Patrick (Lagacé) demande si Paul était bon ? Il était génial ! Blogue-Stéphane Laporte
21
07
2008
( Source - Stéphane Laporte - Cyberpresse.ca/La Presse )
Mon cher Patrick, Tu as manqué, hier, un show génial donné par l’un des 2 plus grands génies de la chanson pop (l’autre, c’est son ami John).
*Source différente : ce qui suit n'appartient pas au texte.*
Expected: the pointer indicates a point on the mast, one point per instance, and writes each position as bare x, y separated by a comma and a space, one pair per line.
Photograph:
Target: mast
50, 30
Je ne sais pas si McCartney passera à l’Histoire comme l’égal de Mozart, mais je sais que McCartney est le Mozart du rock. L’idole des idoles.
Celui dont l’œuvre contient le plus de trésors. Hier il a donné un spectacle de 36 chansons, il pourrait en donner un autre ce soir avec 36 autres chansons de son répertoire, et ce serait aussi bon.
36 chansons. Et les chansons que les gens voulaient entendre : Hey Jude, Get Back, Band on the run, Let it Be, Yesterday. Une leçon de générosité pour tous les pseudos artistes qui refusent souvent de chanter le seul hit qu’ils ont : « Ce n’est plus dans ma démarche.» McCartney sait c’est quoi la démarche d’un chanteur populaire. C’est essayer de rendre les gens heureux, tout simplement. Hier, il l’a fait.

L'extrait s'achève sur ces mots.